Recordações de Parsifal

Recordações de Parsifal

Num volume editado em 2003 e intitulado Música — minha antiga companheira desde os ouvidos da infância, são coligidas entradas no Diário do poeta José Gomes Ferreira relativas às suas apreciações e lembranças musicais, que foram inúmeras.

Recordava o escritor em 1967 a sua primeira audição do Parsifal em São Carlos. Gomes Ferreira fala dos Anos 20 do século XX. O texto pode, pois, referir-se à estreia da obra em São Carlos e em Portugal, na temporada de 1920-21, ou a alguma das representações do mesmo título que se deram no teatro no decorrer das temporadas de 1922-23 e 1923-24. Fiquemos com essas memórias.

12 de Agosto de 1967

Ontem, das onze à uma da noite, estive a escutar na Emissora o primeiro acto do Parsifal. E enquanto ouvia, com paciência deliberada, ia pensando em mil coisas, onde sobressaía a recordação da primeira vez que assisti à representação do Parsifal em São Carlos em mil novecentos e vinte e tal. Com o meu Pai. Ambos de smoking. Na plateia. E — ó espanto! — num domingo ou numa terça-feira de Carnaval que, nesses tempos, ainda rugia besta pelas ruas em folias desatadas.

Pois enquanto lá fora se arremessavam saquinhos de tremoços secos e os “dominós” sorriam, suspeitos, nos bailes dos teatros, ali em São Carlos o público, em êxtase doce, ajoelhava diante daquela mauvaise messe do Parsifal que, segundo o Stravinsky (senão me engano), devia ter ficado pelo prelúdio.

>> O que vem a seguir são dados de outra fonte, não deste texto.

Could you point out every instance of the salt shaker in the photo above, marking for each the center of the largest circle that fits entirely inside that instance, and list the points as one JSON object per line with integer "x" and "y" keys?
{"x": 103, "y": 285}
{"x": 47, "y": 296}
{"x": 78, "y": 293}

Mas nessa ocasião se alguém me viesse com opinião tão sacrílega, estrangulá-lo-ia com as mãos de colcheias violentas. O Parsifal parecia-me sublime (e ainda me parece em alguns passos — embora duma sublimidade pré-fabricada) – em perfeito acordo com as lágrimas do meu Pai, que nunca soube aplaudir doutra forma.

Ontem, raivoso de não concordar com os meus fantasmas, aquele interminável primeiro acto afigurou-se-me sobretudo maçador. E não me digam que essa chatice provém de só ter podido ouvir, e não ver, a ópera, pois o Parsifal não passa de uma longuíssima sinfonia para orquestra de que também fazem parte vozes. (A famosa conjugação de todas as artes de Wagner poderia resumir-se nesta fórmula: “mas só uma deusa verdadeira: a orquestra.”)

Claro, tem momentos espantosos — o que não me surpreendeu. O que me surpreenderam foram os outros, os banais, como por exemplo, um coro masculino, género Meyerbeer, quase no fim do acto.